Your assignment is to inform the decision-makers in Leeds about the effects of a car ban. Specifically, the city of Leeds does not yet know the extent to which a car ban would shift the mode shares of trips going to the city centre. This information is vital to assess the viability and effectiveness of the car ban policy under consideration.

To inform the decision-makers in Leeds, in this assignment you will:
1. Create a model that predicts the mode choices, given a set of travel characteristics. Specifically, you will train a neural network based on observed travel patterns. 
2. Use your trained model to predict the effect of the car ban policy on mode shares for trips going to the city centre.<br>

### **Data**

You have access to three data sets:
1. Travel patterns and modes choice data.
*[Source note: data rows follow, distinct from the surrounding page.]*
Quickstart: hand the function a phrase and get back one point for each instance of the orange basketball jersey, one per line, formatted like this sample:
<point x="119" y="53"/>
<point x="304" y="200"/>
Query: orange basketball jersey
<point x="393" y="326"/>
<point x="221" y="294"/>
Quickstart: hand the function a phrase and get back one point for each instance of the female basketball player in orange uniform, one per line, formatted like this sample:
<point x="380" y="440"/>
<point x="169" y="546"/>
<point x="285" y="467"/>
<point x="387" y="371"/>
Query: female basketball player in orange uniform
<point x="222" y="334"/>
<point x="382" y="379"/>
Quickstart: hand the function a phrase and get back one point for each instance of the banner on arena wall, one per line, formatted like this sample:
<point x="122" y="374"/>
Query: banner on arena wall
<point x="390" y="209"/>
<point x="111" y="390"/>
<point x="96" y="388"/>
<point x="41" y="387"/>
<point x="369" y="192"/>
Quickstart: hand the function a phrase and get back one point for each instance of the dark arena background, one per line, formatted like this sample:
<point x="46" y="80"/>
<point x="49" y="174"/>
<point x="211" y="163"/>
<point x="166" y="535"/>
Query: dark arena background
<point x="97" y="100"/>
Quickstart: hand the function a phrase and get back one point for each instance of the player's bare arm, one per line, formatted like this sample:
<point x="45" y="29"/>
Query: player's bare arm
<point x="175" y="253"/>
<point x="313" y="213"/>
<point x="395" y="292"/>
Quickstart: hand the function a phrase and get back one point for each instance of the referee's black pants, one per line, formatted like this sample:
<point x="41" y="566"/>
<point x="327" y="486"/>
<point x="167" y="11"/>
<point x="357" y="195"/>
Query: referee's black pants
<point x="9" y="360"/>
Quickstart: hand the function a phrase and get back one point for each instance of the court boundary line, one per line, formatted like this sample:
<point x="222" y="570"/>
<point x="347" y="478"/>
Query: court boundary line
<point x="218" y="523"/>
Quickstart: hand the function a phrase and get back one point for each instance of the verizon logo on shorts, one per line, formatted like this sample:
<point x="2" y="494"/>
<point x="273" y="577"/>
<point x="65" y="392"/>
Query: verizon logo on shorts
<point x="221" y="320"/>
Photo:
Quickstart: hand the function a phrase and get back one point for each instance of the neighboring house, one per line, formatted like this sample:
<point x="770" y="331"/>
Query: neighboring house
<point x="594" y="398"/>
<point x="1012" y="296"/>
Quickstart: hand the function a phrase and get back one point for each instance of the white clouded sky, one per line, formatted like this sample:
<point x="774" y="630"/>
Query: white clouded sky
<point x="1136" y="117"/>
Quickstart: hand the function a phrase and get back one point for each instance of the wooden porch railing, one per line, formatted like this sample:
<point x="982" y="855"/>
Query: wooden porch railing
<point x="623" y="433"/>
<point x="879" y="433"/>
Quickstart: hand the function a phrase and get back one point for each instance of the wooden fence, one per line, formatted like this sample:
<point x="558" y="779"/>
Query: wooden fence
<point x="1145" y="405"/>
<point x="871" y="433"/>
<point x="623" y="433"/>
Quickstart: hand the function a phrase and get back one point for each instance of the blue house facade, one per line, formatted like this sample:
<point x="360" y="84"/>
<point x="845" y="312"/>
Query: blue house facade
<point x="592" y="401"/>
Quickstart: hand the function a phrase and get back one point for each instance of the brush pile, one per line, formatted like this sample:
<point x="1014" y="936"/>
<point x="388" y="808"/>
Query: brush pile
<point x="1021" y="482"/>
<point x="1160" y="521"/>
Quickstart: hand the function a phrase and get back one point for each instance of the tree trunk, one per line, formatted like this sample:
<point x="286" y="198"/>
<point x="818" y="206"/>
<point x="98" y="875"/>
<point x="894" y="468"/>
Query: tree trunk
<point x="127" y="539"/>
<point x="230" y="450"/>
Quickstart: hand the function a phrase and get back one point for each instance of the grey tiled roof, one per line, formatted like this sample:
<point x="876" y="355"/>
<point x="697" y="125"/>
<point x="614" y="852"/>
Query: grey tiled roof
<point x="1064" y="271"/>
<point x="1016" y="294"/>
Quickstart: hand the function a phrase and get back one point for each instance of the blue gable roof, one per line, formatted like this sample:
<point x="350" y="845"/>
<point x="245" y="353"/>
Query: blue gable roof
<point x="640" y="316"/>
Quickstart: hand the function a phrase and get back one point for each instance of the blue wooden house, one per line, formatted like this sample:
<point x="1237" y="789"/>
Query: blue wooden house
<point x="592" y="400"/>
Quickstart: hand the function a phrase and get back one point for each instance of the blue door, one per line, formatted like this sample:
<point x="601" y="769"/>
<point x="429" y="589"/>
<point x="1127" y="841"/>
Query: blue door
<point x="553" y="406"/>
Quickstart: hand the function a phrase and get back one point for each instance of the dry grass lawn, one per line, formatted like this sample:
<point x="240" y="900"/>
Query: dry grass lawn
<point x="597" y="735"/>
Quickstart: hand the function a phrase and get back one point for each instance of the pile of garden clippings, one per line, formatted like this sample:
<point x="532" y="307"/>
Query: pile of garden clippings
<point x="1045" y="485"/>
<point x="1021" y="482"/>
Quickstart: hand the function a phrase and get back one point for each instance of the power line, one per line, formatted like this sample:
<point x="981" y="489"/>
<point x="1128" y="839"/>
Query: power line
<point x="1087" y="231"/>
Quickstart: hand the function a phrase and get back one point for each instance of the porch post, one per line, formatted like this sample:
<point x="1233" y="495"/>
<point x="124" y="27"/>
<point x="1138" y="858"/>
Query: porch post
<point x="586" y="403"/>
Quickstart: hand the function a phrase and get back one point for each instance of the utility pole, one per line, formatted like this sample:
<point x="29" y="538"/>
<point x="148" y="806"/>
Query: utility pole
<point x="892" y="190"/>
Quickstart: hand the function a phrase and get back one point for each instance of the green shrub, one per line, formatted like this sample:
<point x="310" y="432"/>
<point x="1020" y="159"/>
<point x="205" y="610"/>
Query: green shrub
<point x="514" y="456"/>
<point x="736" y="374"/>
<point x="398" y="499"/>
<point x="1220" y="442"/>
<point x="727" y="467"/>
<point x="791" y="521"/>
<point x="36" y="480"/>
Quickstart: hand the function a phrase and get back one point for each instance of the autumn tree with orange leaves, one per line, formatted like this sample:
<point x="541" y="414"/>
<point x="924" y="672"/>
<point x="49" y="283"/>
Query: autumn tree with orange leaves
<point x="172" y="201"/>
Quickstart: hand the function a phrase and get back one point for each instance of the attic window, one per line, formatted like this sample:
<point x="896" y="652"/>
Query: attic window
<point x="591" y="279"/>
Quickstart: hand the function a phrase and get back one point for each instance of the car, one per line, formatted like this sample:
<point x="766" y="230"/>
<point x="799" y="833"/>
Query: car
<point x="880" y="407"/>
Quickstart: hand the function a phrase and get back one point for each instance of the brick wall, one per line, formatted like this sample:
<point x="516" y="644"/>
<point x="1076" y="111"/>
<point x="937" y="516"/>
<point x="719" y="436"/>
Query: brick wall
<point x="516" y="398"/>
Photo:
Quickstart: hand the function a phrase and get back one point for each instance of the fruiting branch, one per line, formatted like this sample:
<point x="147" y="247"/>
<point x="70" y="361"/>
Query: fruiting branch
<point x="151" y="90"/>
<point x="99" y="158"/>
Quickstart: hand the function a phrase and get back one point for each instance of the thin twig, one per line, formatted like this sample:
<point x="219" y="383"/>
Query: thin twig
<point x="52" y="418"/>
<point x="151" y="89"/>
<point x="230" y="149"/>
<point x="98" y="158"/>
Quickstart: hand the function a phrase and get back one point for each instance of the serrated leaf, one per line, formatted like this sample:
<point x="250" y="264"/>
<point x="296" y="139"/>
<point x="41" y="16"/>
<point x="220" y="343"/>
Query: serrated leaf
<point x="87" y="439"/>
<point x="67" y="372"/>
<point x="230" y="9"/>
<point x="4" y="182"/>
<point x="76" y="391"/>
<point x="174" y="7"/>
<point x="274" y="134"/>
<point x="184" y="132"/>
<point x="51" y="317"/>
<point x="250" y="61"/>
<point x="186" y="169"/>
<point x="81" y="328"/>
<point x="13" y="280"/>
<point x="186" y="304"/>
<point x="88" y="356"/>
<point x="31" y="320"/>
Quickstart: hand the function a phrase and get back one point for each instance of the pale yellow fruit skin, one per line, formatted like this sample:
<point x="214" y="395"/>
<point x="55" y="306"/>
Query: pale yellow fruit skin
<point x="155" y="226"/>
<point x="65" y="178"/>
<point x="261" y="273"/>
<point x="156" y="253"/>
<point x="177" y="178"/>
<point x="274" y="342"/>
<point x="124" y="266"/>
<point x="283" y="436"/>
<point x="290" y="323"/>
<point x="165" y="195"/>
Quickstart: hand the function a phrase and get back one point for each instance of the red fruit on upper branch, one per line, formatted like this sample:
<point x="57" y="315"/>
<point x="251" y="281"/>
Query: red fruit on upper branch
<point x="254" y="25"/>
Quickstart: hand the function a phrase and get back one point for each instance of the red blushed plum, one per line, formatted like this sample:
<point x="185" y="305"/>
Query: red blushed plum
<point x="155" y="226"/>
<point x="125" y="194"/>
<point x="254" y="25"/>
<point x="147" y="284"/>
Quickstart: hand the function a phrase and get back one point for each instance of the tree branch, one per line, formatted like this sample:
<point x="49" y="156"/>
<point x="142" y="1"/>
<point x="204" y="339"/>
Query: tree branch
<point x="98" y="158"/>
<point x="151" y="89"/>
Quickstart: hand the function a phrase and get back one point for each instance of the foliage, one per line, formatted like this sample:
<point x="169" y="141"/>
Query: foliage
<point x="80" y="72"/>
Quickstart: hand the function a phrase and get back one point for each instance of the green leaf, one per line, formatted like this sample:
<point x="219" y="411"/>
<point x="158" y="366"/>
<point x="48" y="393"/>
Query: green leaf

These data are obtained from a so-called revealed-preference survey, see a description of this data [here](https://link.springer.com/article/10.1007/s11116-018-9858-7)
1. Zones of Leeds (GIS)
1. Mode shares per zone in Leeds, derived from the two other datasets.
<br>

`IMPORTANT`<br>
These data are exclusively made available by its owners for **educational purposes**.<br> 
You are **NOT** allowed to **share or further distribute** these data with anyone other than those involved in TPM034A.

### **Notes**
- The description of each column of revealed-preference dataset is [here](data/model_average_RP_description.pdf)
- In revealed-preference dataset considers as *numerical travel features*: 'avail_car', 'avail_taxi', 'avail_bus' 'avail_rail', 'avail_cycling', 'avail_walking', 'total_car_cost', 'taxi_cost', 'bus_cost_total_per_leg', 'rail_cost_total_per_leg', 'car_distance_km', 'bus_distance_km', 'rail_distance_km', 'taxi_distance_km' 'cycling_distance_km', 'walking_distance_km', 'car_travel_time_min', 'bus_travel_time_min', 'rail_travel_time_min', 'taxi_travel_time_min', 'cycling_travel_time_min', 'walking_travel_time_min' 'bus_IVT_time_min', 'bus_access_egress_time_min', 'rail_IVT_time_min', 'rail_access_egress_time_min' 'bus_transfers', 'rail_transfers'.
- Each row in the zone dataset (2nd dataset) corresponds to an individual zone in Leeds, and contains 4 different columns. The description of each column is shown in the following able:


| Column   | Description                                                                                                                                                                                                  |
|----------|--------------------------------------------------------------------------------------------------------------------------------------------------------------------------------------------------------------|
| LSOA11CD | Zone Code                                                                                                                                                                                                    |
| LSOA11NM | Zone Name                                                                                                                                                                                                    |
| Region   | Region Code, corresponds to a bigger region formed by a set of zones. Values = {'C': Center region, 'R': Ring center region, 'NW': North-West region, 'NE': North-East , 'SW': South-West, 'SE': South-East}  |
| geometry | Polygonal geometry of each zone                                                                                                                                                                              |


### **Tasks and grading**

Your assignment is divided into 4 subtasks: (1) Data preparation, (2) Data exploration, (3) Model training, and (4) Assessment of the impact of the car ban policy on mode shares. In total, 10 points can be earned in this assignment. The weight per subtask is shown below. 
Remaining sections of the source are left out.